El budismo es la más intelectual y discursiva de las religiones; sin embargo, un sutra condensa toda la doctrina en el monosílabo a, la partícula de la negación universal. También el cristianismo puede enunciarse en una o dos frases, como «Amaos los unos a los otros», o «Mi reino no es de este mundo». Lo mismo ocurre, en un nivel inferior, con las ideologías. Por ejemplo: «La historia universal es la historia de la lucha de clases», o, en el campo liberal, «el progreso es la ley de las sociedades». La diferencia consiste en que las ideologías pretenden hablar en nombre de la ciencia. Como dice Alain Besançon: el hombre religioso sabe que cree, mientras que el ideólogo cree que sabe (Tertuliano y Lenin).

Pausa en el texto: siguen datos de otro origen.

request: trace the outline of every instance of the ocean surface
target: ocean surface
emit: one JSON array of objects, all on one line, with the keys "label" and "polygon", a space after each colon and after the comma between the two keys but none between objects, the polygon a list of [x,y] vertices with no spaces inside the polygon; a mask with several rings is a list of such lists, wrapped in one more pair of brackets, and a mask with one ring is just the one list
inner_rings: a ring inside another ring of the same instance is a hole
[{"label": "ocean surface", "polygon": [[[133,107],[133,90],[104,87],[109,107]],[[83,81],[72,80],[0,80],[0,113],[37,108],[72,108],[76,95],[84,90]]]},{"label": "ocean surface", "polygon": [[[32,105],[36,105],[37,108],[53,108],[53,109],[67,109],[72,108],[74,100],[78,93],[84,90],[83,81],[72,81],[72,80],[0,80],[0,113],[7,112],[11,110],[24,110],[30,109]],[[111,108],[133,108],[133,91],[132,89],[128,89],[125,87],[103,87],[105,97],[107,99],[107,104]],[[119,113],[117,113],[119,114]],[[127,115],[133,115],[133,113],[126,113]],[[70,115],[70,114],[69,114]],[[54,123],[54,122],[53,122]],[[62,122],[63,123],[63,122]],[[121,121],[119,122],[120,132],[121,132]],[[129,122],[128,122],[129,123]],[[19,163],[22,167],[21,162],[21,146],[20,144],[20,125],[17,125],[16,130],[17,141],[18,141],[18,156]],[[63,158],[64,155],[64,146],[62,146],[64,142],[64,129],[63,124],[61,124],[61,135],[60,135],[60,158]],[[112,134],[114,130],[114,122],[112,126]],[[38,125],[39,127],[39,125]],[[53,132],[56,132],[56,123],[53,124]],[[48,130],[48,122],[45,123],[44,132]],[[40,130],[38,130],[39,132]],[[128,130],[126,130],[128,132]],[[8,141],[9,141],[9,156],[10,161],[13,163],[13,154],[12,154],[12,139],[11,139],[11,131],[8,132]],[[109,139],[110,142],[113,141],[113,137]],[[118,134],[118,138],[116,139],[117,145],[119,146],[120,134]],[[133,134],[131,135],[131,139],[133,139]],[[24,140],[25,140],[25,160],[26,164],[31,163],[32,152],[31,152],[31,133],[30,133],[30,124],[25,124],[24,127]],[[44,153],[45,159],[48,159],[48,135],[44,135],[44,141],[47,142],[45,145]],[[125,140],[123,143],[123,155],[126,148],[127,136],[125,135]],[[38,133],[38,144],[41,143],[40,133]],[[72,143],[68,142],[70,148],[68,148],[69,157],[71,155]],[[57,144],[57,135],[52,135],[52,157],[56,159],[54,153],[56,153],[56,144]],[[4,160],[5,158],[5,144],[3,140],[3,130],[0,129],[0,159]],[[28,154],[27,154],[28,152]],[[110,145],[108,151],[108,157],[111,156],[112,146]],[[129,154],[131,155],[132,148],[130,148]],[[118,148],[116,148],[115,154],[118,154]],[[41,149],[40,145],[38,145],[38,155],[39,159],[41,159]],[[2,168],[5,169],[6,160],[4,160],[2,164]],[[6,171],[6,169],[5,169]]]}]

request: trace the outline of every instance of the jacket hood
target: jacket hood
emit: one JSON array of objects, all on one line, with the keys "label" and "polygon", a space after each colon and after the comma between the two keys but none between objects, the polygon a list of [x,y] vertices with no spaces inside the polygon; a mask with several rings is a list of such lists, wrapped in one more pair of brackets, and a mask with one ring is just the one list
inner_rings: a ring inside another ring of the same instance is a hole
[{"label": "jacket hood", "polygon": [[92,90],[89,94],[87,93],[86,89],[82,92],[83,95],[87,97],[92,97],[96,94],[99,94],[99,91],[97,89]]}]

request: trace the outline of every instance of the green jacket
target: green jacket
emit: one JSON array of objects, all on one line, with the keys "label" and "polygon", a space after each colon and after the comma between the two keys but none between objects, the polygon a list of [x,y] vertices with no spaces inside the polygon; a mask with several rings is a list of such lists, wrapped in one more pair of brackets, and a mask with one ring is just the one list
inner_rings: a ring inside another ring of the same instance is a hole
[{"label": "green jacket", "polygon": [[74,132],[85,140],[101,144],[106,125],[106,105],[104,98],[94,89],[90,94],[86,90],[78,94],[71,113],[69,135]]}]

Las máximas, las sentencias, los dichos y los artículos de fe no empobrecen a la religión: son semillas que crecen y fructifican en el. corazón de los fieles. En cambio, la filosofía no es nada si no es el desarrollo, la demostración y la justificación de una idea o una intuición. Sin explicación no hay filosofía. Tampoco, naturalmente, crítica de la obra filosófica. A la dificultad de reducir a unas cuantas páginas un pensamiento tan rico y complejo como el de Ortega y Gasset hay que añadir el carácter de escritos. Fue un verdadero ensayista, tal vez el más grande de nuestra lengua; es decir, fue maestro de un género que no tolera las simplificaciones de la sinopsis. El ensayista tiene que ser diverso, penetrante, agudo, novedoso y dominar el arte difícil de los puntos suspensivos. No agota su tema, no compila ni sistematiza: explora. Si cede a la tentación de ser categórico, como tantas veces le ocurrió a Ortega y Gasset, debe entonces introducir en lo que dice unas gotas de duda, una reserva. La prosa del ensayo fluye viva, nunca en línea recta, equidistante siempre de los dos extremos que, sin cesar, le acechan: el tratado y el aforismo. Dos formas de la congelación.
Como
buen ensayista, Ortega y Gasset regresaba de cada una de sus expediciones por
tierras desconocidas con hallazgos y trofeos insólitos, pero sin haber
levantado un mapa del nuevo territorio. No colonizaba: descubría. Por eso no he
comprendido nunca la queja de los que dicen que no nos dejó libros completos (o
sea: tratados, sistemas). ¿No se puede decir lo mismo de Montaigne y de Thomas
Browne, de Renan y de Carlyle? Los ensayos de Schopenhahuer no son inferiores a
su gran obra filosófica (quizá lo contrario). Lo mismo sucede, en nuestro
siglo, con Bertrand Rusell. El mismo Wingenstein, autor del libro de filosofía
más riguroso y geométrico de la edad moderna, el Tractatus
Logico-Philosophicus, sintió después la necesidad de escribir libros
más afines al ensayo, hechos de reflexiones y meditaciones no sistemáticas. Fue
una fortuna que Ortega y Gasset no haya sucumbido a la tentación del tratado y
la suma. Su genio no lo predisponía a definir o construir. No fue geómetra ni
arquitecto. Veo sus obras no como un conjunto de edificios, sino como una red
de caminos y de ríos navegables.
Obra
transitable más que habitable: no nos invita a estar, sino a caminar.
Es
asombrosa la diversidad de temas que tocó. Más asombroso es que, con
frecuencia, esa variedad de asuntos se resolviese en auténticos hallazgos.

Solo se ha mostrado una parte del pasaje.